Every project in the IDI has to pass a public interest test:
2. Safe projects – to gain access to integrated data, researchers must have a project they can demonstrate is in the public interest.

Research projects must focus on finding insights and solutions to issues that are likely to have a wide public benefit. The IDI and LBD cannot be used for individual case management, such as making decisions about a specific person or family.
These are not for-profit consultancy reports helping to drive business decisions. If they were, then it would make complete sense for Stats to at least charge full cost recovery.
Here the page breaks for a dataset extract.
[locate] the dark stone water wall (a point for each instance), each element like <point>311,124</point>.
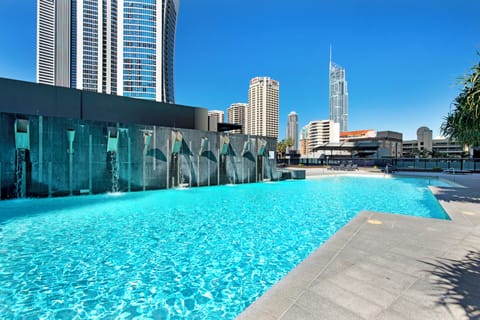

They're instead public interest projects judged likely to have wide public benefit.

If those projects are undertaken by the public sector, then you'd hope that the funding line for the project would incorporate the data costs and the whole thing weighed on whether the overall benefit outweighs the overall cost.

Where those projects are undertaken by NGOs on limited budgets, putting their own resources into the provision of those public goods, you might generally expect that public goods are underprovided relative to a first best. So things then depend on the actual measure of public benefit relative to the cost of providing the IDI infrastructure and staffing - and that's anybody's guess. I'd like to think that the kind of data lab work we're doing on getting better measures of school performance could lead to policy changes that improve school outcomes overall, but I could be wrong.

I don't know what we're currently being charged for IDI access, but do know that there are prices we couldn't pay. The main project cost is researcher time; charges will be small relative to that.

Maybe Stats could spread the fixed costs of the IDI by making it easier for foreign academics to use, so per-project costs could be lower than otherwise.

I generally see government investment in this kind of data as being potentially highly leveraged. For an upfront investment in good and accessible data, you let a lot of not-NZ-government-funded people do a lot of work that can help the government in setting better policy. That's especially true where you let foreign researchers help out. In that kind of context, the cost of increased access fees could be outweighed by the reduction in the value of produced research. And I'm reminded of the story of the CURF that took an analyst months to make but was hardly ever used by anybody because Stats just makes it too hard to access the things.